A new targeted cancer treatment, given in combination with a
standard chemotherapy, for adults with stomach (gastric) or
gastro-oesophageal junction cancer has today 14 August 2024, been
approved by the Medicines and Healthcare products Regulatory
Agency (MHRA). The gastro-oesophageal junction is the place where
the gullet (oesophagus) joins the stomach.
Zolbetuximab (Vyloy) is a monoclonal antibody that can recognise
and attach itself to certain cancer cells to destroy them.
Zolbetuximab is prescribed for patients whose tumours are
positive for the “Claudin18.2 (CLDN18.2)”, and negative for the
“Human epidermal growth factor receptor 2 (HER2)” proteins. It is
given to patients whose gastric or gastro-oesophageal junction
cancer cannot be removed by surgery or has spread to other parts
of the body.
Zolbetuximab is prescribed as a combination treatment with other
anti-cancer medicines. It is given intravenously (by a drip into
a vein) over at least 2 hours in a hospital or clinic under the
supervision of a doctor experienced in cancer treatment.
The patient's doctor will decide how much of this medicine the
patient will receive. The patient will usually receive
zolbetuximab every 2 or 3 weeks based on the other anti-cancer
medicines chosen by their doctor.
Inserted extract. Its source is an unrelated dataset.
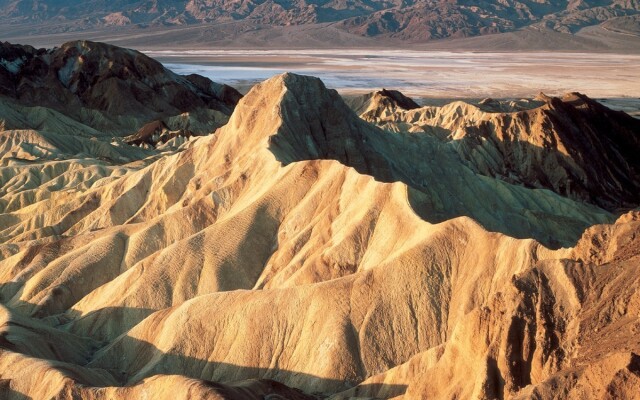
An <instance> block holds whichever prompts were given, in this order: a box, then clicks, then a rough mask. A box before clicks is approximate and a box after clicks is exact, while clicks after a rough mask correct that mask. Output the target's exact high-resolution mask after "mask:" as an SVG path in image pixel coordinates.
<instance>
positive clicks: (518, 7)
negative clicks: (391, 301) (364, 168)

The patient's doctor will
decide how many treatments are needed.
Beach, MHRA Interim Executive
Director, Healthcare Quality and Access said, “This new targeted
medicine can extend survival for adults with this type of cancer.
“MHRA is assured that the appropriate regulatory standards of
quality, efficacy and safety for the approval of this new
medicine have been met.
“As with all products, we will keep its safety under close
review”.
Zolbetuximab has been studied in two main Phase 3 clinical trials
– SPOTLIGHT and GLOW. The SPOTLGHT study investigated the
efficacy and safety of first-line zolbetuximab plus mFOLFOX6
(modified folinic acid [or levofolinate], fluorouracil, and
oxaliplatin regimen) versus placebo (a dummy treatment) plus
mFOLFOX6 in patients with CLDN18.2-positive, HER2-negative,
stomach or gastro-oesophageal junction cancer that could not be
removed by surgery or had spread to other parts of the body.
The study included 283 patients in the zolbetuximab group and 282
patients in the placebo group. The results showed an improved
overall survival for those exposed to zolbetuximab versus
placebo. Overall survival was 67.7%, 50.5% and 38.8% at 12, 18
and 24 and months respectively, for the zolbetuximab group.
Overall survival in the placebo group was 60.0%, 38.1% and 28.4%
at 12, 18 and 24 and months respectively.
The GLOW study investigated the efficacy and safety of first-line
zolbetuximab plus CAPOX (capecitabine and oxaliplatin) versus
placebo (a dummy treatment) plus CAPOX in patients with
CLDN18.2-positive, HER2-negative, stomach or gastro-oesophageal
junction cancer that could not be removed by surgery or had
spread to other parts of the body.
The study included 254 patients in the zolbetuximab group and 253
patients in the placebo group. The results showed an improved
overall survival for those exposed to zolbetuximab versus
placebo. Overall survival was 57.5%, 38.1% and 28.9% at 12, 18
and 24 and months respectively, for the zolbetuximab group.
Overall survival in the placebo group was 50.8%, 28.1% and 17.4%
at 12, 18 and 24 and months respectively.
Zolbetuximab increased median overall survival for adults with
stomach (gastric) or gastro-oesophageal junction cancer by about
4 months compared to those administered placebo.
The most common serious side effect with zolbetuximab are nausea
and vomiting (which may affect more than 1 in 10 people). Other
serious side effects (which may affect up to 1 in 10 people) are
hypersensitivity (allergic) reactions (including hypersensitivity
and anaphylactic reaction) and infusion related reactions.
The most common other side effects (which may affect more than 1
in 10 people) are decreased appetite; low levels of albumin in
the blood (hypoalbuminaemia); and swelling of the lower legs or
hands (oedema peripheral).
As with any medicine, the MHRA keeps the safety and effectiveness
of zolbetuximab under close review. Anyone who suspects they are
having a side effect from this medicine is encouraged to talk to
their doctor, pharmacist or nurse and report it directly to the
Yellow Card scheme, either through the website or by searching
the Google Play or Apple App stores for MHRA Yellow Card.